Fortune Rota Volvitur

A couple of weeks ago I visited Professor Fireface in her beautiful cottage, home not just to her but two King Charles spaniels, three cats, and a pair of rabbits; I didn’t meet the horse, he lives elsewhere. She showed me her OBE and the Golden Yeti given to her as Cryptozoologist of the Year a while ago for her role in analysing some alleged Yeti hair (spoilers: they turned out not to be).

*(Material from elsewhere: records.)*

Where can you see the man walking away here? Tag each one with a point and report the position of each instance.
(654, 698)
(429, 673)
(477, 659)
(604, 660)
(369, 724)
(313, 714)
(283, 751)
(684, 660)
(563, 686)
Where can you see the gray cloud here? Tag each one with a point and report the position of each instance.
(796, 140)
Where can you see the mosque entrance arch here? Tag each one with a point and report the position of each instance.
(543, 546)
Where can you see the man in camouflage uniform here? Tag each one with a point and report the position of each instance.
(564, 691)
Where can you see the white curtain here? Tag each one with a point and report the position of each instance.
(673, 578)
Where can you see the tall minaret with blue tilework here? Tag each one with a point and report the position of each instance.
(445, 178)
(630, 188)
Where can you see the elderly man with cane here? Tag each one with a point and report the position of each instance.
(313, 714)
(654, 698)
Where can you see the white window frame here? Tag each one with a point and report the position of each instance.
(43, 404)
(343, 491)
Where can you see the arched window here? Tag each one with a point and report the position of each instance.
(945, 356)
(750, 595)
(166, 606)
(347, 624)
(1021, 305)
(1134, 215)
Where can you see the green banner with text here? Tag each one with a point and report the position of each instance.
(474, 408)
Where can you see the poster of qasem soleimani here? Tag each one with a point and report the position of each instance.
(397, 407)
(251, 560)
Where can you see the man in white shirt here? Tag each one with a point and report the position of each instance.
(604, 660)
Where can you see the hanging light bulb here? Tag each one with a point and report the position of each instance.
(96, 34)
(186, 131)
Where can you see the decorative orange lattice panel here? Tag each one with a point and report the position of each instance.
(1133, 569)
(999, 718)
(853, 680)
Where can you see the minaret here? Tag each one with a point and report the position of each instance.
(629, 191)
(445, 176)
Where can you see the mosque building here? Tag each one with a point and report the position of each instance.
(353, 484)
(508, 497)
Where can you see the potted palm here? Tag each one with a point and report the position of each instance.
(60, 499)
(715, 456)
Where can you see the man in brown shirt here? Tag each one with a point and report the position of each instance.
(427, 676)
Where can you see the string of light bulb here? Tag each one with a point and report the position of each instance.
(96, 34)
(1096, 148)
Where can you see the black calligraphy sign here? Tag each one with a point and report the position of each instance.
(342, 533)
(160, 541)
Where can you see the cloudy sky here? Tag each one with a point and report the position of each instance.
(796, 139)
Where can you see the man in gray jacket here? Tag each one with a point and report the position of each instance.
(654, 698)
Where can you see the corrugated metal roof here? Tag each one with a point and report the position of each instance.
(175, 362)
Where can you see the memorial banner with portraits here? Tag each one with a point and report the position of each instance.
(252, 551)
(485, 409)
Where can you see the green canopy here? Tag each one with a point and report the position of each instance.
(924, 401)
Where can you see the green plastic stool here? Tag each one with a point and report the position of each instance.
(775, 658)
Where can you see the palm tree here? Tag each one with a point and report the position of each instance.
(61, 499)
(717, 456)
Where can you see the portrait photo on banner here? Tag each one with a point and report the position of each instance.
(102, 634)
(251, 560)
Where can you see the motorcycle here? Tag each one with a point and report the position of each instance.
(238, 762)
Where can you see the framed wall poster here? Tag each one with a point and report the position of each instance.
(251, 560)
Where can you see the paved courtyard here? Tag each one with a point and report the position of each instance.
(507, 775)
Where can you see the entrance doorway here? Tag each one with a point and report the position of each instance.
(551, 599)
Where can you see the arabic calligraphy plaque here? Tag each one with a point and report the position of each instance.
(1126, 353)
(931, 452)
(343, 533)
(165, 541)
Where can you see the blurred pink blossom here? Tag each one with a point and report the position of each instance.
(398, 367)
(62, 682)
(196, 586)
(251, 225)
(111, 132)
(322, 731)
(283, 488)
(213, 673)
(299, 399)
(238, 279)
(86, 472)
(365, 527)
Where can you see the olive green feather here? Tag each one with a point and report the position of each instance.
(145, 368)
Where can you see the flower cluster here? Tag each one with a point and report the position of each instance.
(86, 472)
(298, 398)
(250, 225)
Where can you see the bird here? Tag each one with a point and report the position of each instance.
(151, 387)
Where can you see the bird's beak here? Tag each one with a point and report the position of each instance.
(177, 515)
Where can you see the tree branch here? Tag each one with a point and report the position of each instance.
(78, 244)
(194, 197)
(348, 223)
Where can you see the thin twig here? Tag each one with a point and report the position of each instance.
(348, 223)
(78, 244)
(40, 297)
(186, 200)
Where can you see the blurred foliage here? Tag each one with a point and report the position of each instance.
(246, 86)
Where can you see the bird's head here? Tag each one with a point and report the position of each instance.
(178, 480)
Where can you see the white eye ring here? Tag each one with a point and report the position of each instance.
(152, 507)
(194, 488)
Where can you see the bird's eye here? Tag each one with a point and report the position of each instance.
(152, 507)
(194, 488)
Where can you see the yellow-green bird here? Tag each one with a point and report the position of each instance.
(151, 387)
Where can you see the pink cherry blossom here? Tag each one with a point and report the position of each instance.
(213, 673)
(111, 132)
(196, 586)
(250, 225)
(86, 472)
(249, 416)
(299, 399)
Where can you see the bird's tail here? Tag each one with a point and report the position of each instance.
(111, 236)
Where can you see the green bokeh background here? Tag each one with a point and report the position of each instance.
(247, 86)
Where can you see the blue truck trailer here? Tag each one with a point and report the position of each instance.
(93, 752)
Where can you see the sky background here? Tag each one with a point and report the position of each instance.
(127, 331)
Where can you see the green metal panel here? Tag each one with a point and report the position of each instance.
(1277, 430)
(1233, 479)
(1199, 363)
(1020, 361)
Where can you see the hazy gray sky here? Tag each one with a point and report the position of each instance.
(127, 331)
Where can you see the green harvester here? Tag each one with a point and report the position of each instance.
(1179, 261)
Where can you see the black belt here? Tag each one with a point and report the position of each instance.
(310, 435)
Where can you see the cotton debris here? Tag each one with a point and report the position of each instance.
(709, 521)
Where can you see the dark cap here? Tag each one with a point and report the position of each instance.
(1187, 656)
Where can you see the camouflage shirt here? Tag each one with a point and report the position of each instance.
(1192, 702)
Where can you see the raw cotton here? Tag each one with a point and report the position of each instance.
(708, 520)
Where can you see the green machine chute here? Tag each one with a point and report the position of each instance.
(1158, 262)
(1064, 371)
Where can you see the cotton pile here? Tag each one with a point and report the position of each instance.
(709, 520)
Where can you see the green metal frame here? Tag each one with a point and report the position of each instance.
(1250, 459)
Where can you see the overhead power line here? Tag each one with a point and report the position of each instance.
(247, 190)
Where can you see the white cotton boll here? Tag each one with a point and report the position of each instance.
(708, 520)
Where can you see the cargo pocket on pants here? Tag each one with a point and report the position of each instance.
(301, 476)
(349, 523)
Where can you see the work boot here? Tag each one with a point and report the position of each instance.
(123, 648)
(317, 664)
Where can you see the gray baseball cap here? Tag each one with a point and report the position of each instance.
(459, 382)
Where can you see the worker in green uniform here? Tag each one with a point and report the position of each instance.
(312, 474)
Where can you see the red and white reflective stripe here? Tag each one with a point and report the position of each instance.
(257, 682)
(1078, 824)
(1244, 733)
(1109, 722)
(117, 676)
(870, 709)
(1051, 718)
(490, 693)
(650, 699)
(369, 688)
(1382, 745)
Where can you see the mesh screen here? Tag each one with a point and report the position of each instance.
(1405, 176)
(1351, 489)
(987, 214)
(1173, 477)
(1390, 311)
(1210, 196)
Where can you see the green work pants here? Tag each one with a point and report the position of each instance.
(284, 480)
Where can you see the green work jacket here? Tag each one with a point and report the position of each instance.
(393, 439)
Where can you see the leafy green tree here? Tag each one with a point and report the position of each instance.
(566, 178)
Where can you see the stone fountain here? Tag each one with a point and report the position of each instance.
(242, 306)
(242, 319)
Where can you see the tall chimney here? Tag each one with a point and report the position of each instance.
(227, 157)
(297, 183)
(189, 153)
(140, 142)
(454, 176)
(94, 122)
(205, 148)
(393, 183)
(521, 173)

The same day she heard about the award from the Palace (the OBE, not the Yeti, they don’t deal with that), she had another letter telling her the university she’d worked at for more than twenty years was making her post redundant. She found another job fairly quickly, but it’s not what she wants, especially as it’s based a hundred miles away via a particularly awkward and trying route whether you do it by car or train. They don’t expect her in very often, but the previous time she’d made the journey it took a round trip of seven hours, cost nearly £200 in travel, accommodation, and animal-sitting charges, and two of the three meetings she was supposed to attend moved online anyway. She thinks it isn’t sustainable in the long run and is applying for another job at a university closer to home.

Of course I want her to get it. It would cost her dearly to move away from where she is. I tell the Lord this, to the extent that I’m sure he’s a bit fed up with being informed about the situation. Surely none of the other three candidates can need that position as much as my friend does? They will just be making a career choice, rather than avoiding a broken heart and a worn-out resolve. But, so far as prayer goes, this is uncomfortably a zero-sum game: if Professor Fireface gets appointed, three others won’t be. It’s that even more directly than the ‘Dear God, please find me a parking space’ situation (there might be more than one, and cars move in and out of a car park all the time), or praying for someone who needs a kidney transplant, which my friend the Heresiarch used to argue was immoral – essentially seeking the death of someone else, even if you don’t know who they are and aren’t positively willing the circumstances which would lead to an organ coming available. Here, there is only one job, and only one way of getting my friend into it.

And what would I like the Lord to do, exactly? Make sure that she keeps her head and has done the right prep (she’s been advised to talk about ‘neo-Lamarckian genomics’ when an opportunity comes up)? Clear the traffic so she’s on time? Less charitably, obstruct the efforts of the other candidates in some way? Surely not that.

I can’t remember where I read that most prayer was just a matter of saying, ‘Lord, please clean up the mess’. In the end, as I always advise people, I’m just telling him what I feel strongly about in the knowledge that he knows what’s going on better than I do, and will act, and has already acted long in the past, for the final good of his creation. That reads a bit limp, if I’m honest, but it’s the best I can do.